Computational work for OSPEAD parameterization

I'd like to know Ruckniums opinion on this.

The proposal was developed with my input.

From the beginning, the plan was to get help from C++ developers. From the original proposal:

I will work with j-berman and mj to develop and implement OSPEAD, as they outlined in their own CSS proposals.

j-berman is working on Seraphis now. mj's proposal to help with OSPEAD failed to raise funds.

isthmus approached me after the January 18, 2022 Monero Research Lab meeting where I said

So like I have said before, OSPEAD will have some blind spots due to lack of C++ support. But the plan is mostly intact. Unless someone else wants to work on the C++ work or mj finds funding another way....With a slow implementation, the estimate will not be as precise. And we will probably not have a good measure of how precise it is.

Under certain regularity conditions, the estimator of the real spend age distribution is guaranteed to get the right answer when the sample size is infinite. (The estimator is consistent). Of course, the number of Monero transactions is not infinite. In situations such as this, it is recommended to use two related statistical procedures:

Monte Carlo simulation. You generate a sample with a random number generator. Then you apply your estimator to the sample. Then generate and estimate again many times. Usually 1000+, but 100 may be acceptable if the estimation takes a long time. Then you compare the estimation results to the true values of what you are trying to estimate. You know the true values since you chose them when you generated the random sample. If the estimates are close to the true value, that's good news. If not, you need to increase the sample size (in our case it would be increasing the time window of the sample from weekly to monthly) or adjust the estimator.
Bootstrapping. Here the real data is used. You randomly sample from the real data with replacement, run the estimator, and store the results.

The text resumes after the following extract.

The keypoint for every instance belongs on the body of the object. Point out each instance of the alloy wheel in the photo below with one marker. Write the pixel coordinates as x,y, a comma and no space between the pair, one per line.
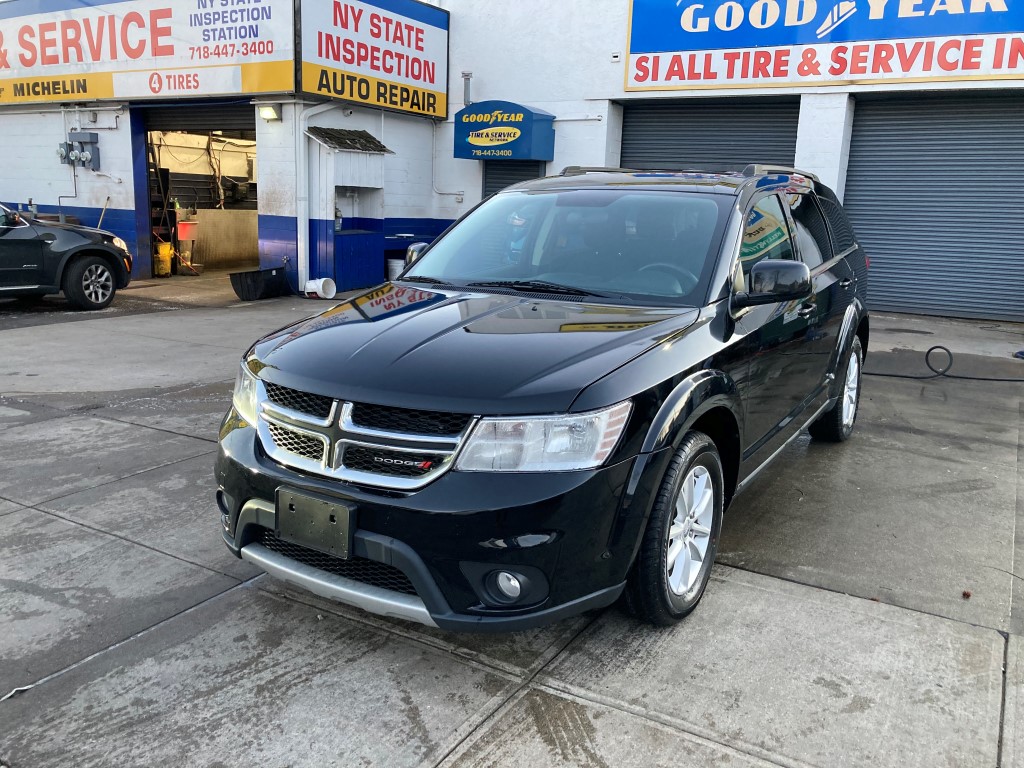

Like Monte Carlo simulation, you do this 1000+ times. The stored results can tell you the approximate variability of the estimator. It can be used to calculate confidence intervals. If the estimate is precise, great. If not, you need to take the low precision into account when making decisions based on the estimate.

If you have an estimation procedure that is already computationally intensive and then do it 1,000+ times for Monte Carlo simulation and bootstrapping, you are potentially colliding with the limits of feasibility. The estimator is now written in R. R can be fast, but it has known weaknesses in these circumstances:

Sometimes R code just isn’t fast enough....Typical bottlenecks that C++ can address include:

Loops that can’t be easily vectorised because subsequent iterations depend on previous ones.

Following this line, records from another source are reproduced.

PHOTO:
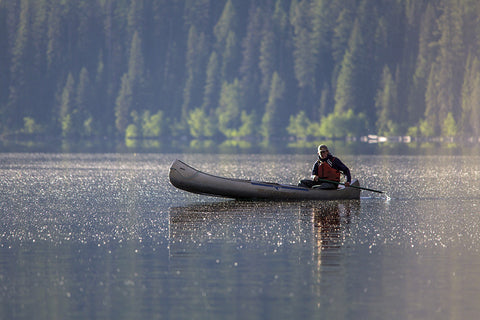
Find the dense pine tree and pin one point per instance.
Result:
(92, 68)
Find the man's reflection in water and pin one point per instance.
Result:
(330, 225)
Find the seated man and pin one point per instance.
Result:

Recursive functions, or problems which involve calling functions millions of times. The overhead of calling a function in C++ is much lower than in R.

Problems that require advanced data structures and algorithms that R doesn’t provide. Through the standard template library (STL), C++ has efficient implementations of many important data structures, from ordered maps to double-ended queues.

I believe that it will be possible to have one run of the R code for each week of data if this CCS proposal is not funded. Monte Carlo simulation and bootstrapping with the real spend age estimator are probably not possible with R. They are only possible with a compiled language like C++ or Rust.

Having little knowledge of the finite-sample performance of the estimator makes me nervous as a statistician. The phrases that come to mind are "blind spots" and "corner cutting". If isthmus is willing to manage the C++/Rust writing and the community is willing to fund it, then we should definitely do it.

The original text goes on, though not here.